After 1282, Kingdom of Georgia lost its influence in Trebizond. Through luck and diplomacy the Empire of Trebizond managed to survive the Mongol invasions, although the Mongols greatly devastated Georgia and they also destroyed the Turks Seljuks. This diverted the terminus of the Silk Road to Trebizond effectively making it a funnel of trade between the east and the west. Even Marco Polo went through the city on his return from China. The realignment of the silk road delivered economic growth for Trebizond and it carried on prosperous trade relations with Italian maritime republics. However, the Venetians and the Genoese would forcibly establish trading colonies in Trebizond. In the 14th century Alexios II Megas Komnenos achieved the furthest southern expansion of the Empire of Trebizond to the city of Erzurum. Following Alexios's death, the empire descended into civil war for over a decade. The Byzantine influence supplanted the Georgian in the Trebizond with the Andronikos III killing his pro-Georgian half-brothers Aghbugha and Aza Khutlu. In July 1341 the army of George V of Georgia and local Laz people overthew Irene Palaiologina and installed Anna Anachoutlou on the throne of Trebizond, but her rule only lasted for a year as the Byzantines and Genoese deposed and killed her in 1342. The civil war in Trebizond ended with John III Megas Komnenos taking the throne, however John was later replaced by Michael I Megas Komnenos. Trebizond's enemies would take advantage of the internal unrest, Genoa would seize the city of Kerasus and the Turks would conquer some border territories.
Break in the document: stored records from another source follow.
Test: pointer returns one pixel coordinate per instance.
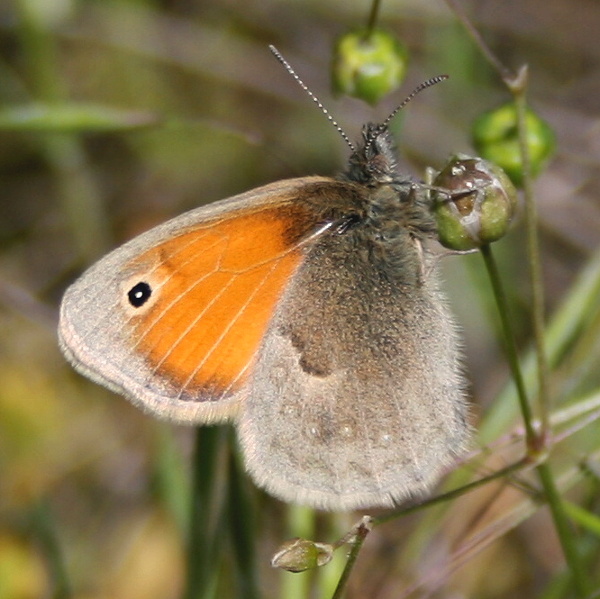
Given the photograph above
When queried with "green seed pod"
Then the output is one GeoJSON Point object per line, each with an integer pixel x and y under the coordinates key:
{"type": "Point", "coordinates": [298, 555]}
{"type": "Point", "coordinates": [496, 138]}
{"type": "Point", "coordinates": [477, 204]}
{"type": "Point", "coordinates": [368, 65]}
On top of this, the Black Death ravaged Trebizond. At the end of 1349 CE Michael was deposed and thus began the rule of Alexios III of Trebizond, during his reign Trebizond rebounded and it maintained its position as a major trade center. During the rise of the Ottoman Empire Trebizond allied with Timur who defeated the Ottomans in the Battle of Ankara, But the Ottomans did not fall. The Ottomans would besiege Trebizond in 1442 CE and again in 1456 forcing Trebizond to pay tribute, but after Mehmed II found out that Trebizond was intriguing with European powers to invade the Ottoman Empire, in just one month Mehmed would conquer Trebizond.